Incident Report for Healthie

Resolved

We are seeing response times and usage all looking normal, so we are marking this incident resolved. We will conduct a formal post-mortem internally.

At a higher level, we are incredibly cognizant of the fact that we build healthcare critical business critical infrastructure. What we build needs to work quickly, securely, and reliably 24/7. We've traditionally maintained multiple nines of uptime, and this is unfortunately the worst performance issues we've experienced in the past few years. Our team is continuing to identify investigate and implement additional mitigation steps, to ensure this does not happen again. Please reach out to hello@gethealthie.com (or to your CSM) with any questions here.

Best,
Cavan
Co-founder & CTO, Healthie

Posted Sep 03, 2024 - 15:55 EDT

Update

We are seeing response times fully back to normal. We are continuing to monitor.

Posted Sep 03, 2024 - 15:18 EDT

Update

Due to the level of impact reported from the slowness, we took a step to scale up capacity that had (what we believed to be) a very small chance of causing temporary downtime. That unfortunately happened, but everything should be back up and running now, and we'd expect response times to come fully back to normal in the coming hour.

Posted Sep 03, 2024 - 15:07 EDT

Update

We are seeing a reoccurence of the underlying DB host issue and are re-investigating.

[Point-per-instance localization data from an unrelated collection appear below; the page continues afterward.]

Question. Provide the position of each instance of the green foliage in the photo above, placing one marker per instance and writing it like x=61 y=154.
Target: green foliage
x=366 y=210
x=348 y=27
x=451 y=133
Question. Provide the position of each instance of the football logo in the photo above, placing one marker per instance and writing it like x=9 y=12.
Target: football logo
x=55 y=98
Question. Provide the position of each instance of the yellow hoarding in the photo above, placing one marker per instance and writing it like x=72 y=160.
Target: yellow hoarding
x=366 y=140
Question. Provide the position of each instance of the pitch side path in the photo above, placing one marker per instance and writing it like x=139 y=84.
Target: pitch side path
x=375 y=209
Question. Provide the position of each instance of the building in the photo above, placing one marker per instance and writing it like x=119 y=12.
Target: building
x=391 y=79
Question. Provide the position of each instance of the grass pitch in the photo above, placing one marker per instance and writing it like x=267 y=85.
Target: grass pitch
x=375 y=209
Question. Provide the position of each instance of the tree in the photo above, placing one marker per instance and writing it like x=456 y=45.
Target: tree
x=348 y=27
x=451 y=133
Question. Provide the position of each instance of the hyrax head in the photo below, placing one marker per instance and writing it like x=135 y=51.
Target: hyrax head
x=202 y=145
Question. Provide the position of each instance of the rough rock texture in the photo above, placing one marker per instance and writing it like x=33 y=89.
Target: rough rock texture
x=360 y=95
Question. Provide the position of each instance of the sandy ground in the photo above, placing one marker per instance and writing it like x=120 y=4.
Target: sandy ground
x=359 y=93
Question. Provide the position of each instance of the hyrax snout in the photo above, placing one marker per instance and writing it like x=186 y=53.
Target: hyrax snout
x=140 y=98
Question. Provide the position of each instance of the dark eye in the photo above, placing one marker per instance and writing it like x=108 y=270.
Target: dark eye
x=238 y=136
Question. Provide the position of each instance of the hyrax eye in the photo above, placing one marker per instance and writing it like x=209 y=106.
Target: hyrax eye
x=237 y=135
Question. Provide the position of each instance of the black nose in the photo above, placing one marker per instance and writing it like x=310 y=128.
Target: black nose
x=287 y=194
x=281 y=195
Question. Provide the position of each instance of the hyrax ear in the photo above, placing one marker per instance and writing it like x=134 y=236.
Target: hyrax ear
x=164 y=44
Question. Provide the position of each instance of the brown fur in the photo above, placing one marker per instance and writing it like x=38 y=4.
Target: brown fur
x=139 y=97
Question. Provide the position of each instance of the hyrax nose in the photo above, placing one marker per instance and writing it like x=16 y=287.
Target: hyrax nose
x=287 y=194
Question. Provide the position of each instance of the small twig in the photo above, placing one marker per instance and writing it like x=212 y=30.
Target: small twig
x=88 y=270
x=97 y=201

Posted Sep 03, 2024 - 15:02 EDT

Update

Response times are about 2-4x slower than normal, which is leading to slower than normal UI in the platform. We believe this is caused by increased load from customer actions that were not able to be Given that our host is still investigating the issues of this morning, we are planning on waiting til after end of business day to scale infrastructure up and down.

We sincerely apologize for the frustration due these slower response times, and are continuing to monitor and investigate options here.

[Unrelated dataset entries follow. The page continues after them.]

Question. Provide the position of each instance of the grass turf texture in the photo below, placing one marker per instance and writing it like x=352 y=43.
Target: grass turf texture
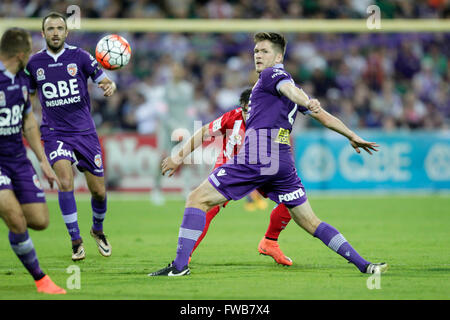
x=411 y=233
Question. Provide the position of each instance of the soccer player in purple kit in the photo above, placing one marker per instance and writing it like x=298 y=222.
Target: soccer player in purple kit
x=60 y=73
x=22 y=200
x=266 y=161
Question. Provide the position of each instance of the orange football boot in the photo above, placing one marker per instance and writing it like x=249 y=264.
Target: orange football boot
x=46 y=285
x=271 y=248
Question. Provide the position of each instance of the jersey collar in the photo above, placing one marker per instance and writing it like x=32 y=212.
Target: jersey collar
x=6 y=72
x=56 y=56
x=279 y=66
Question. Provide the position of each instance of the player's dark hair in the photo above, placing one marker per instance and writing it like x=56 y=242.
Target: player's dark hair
x=245 y=97
x=54 y=15
x=14 y=41
x=278 y=40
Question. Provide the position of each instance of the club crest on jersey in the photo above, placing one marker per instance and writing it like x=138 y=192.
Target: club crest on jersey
x=2 y=99
x=72 y=69
x=98 y=160
x=25 y=93
x=40 y=74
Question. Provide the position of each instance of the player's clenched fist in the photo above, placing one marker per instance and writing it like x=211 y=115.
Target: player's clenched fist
x=314 y=105
x=108 y=88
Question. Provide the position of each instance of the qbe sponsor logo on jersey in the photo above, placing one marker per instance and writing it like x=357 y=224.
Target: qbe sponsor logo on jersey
x=72 y=69
x=25 y=93
x=40 y=74
x=2 y=98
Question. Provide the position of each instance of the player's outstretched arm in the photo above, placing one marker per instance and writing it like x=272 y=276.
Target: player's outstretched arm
x=108 y=86
x=333 y=123
x=172 y=163
x=32 y=134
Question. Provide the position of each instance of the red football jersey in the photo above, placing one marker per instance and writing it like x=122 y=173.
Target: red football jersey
x=232 y=127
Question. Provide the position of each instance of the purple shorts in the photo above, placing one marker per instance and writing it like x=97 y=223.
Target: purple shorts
x=83 y=150
x=18 y=175
x=282 y=184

Posted Sep 03, 2024 - 14:25 EDT

Monitoring

Response times look to be dropping back to normal. We will continue to monitor.

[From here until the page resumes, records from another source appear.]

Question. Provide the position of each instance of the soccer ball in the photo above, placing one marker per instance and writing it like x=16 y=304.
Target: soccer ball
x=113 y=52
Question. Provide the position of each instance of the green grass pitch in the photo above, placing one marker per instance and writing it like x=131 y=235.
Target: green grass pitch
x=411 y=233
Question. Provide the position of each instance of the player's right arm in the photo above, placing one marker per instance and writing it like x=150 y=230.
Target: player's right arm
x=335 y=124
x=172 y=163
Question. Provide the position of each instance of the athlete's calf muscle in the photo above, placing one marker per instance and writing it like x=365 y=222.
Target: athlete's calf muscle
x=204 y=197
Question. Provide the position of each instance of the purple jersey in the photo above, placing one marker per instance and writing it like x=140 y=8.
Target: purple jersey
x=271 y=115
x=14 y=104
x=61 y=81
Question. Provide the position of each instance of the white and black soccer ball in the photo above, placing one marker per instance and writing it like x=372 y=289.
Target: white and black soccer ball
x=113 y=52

Posted Sep 03, 2024 - 11:27 EDT

Update

Aptible has moved our database to a new hardware instance, and things are back online. We're seeing slightly elevated response times as everyone returns to Healthie, and we are continuing to monitor to ensure they return to (and stay at) normal.

Posted Sep 03, 2024 - 11:16 EDT

Update

Aptible expects it to take 10-15 minutes to bring the affected database back online.

Posted Sep 03, 2024 - 11:04 EDT

Identified

Our host has confirmed it is an issue with the database instance and their SRE team is actively working on getting the database instance back up and running.

Posted Sep 03, 2024 - 10:59 EDT

Update

Our team is investigating, and metrics look similar to the issue we say at 9:40. Our team is initiating a database restart (to move the database to a new instance with our host) and we have escalated this as urgent with our host's SRE team.

Posted Sep 03, 2024 - 10:51 EDT

Investigating

We are seeing elevated request timeouts leading to whitescreens and widespread errors, we are investigating and have reached back out to our host.

Posted Sep 03, 2024 - 10:48 EDT

This incident affected: Healthie (Production).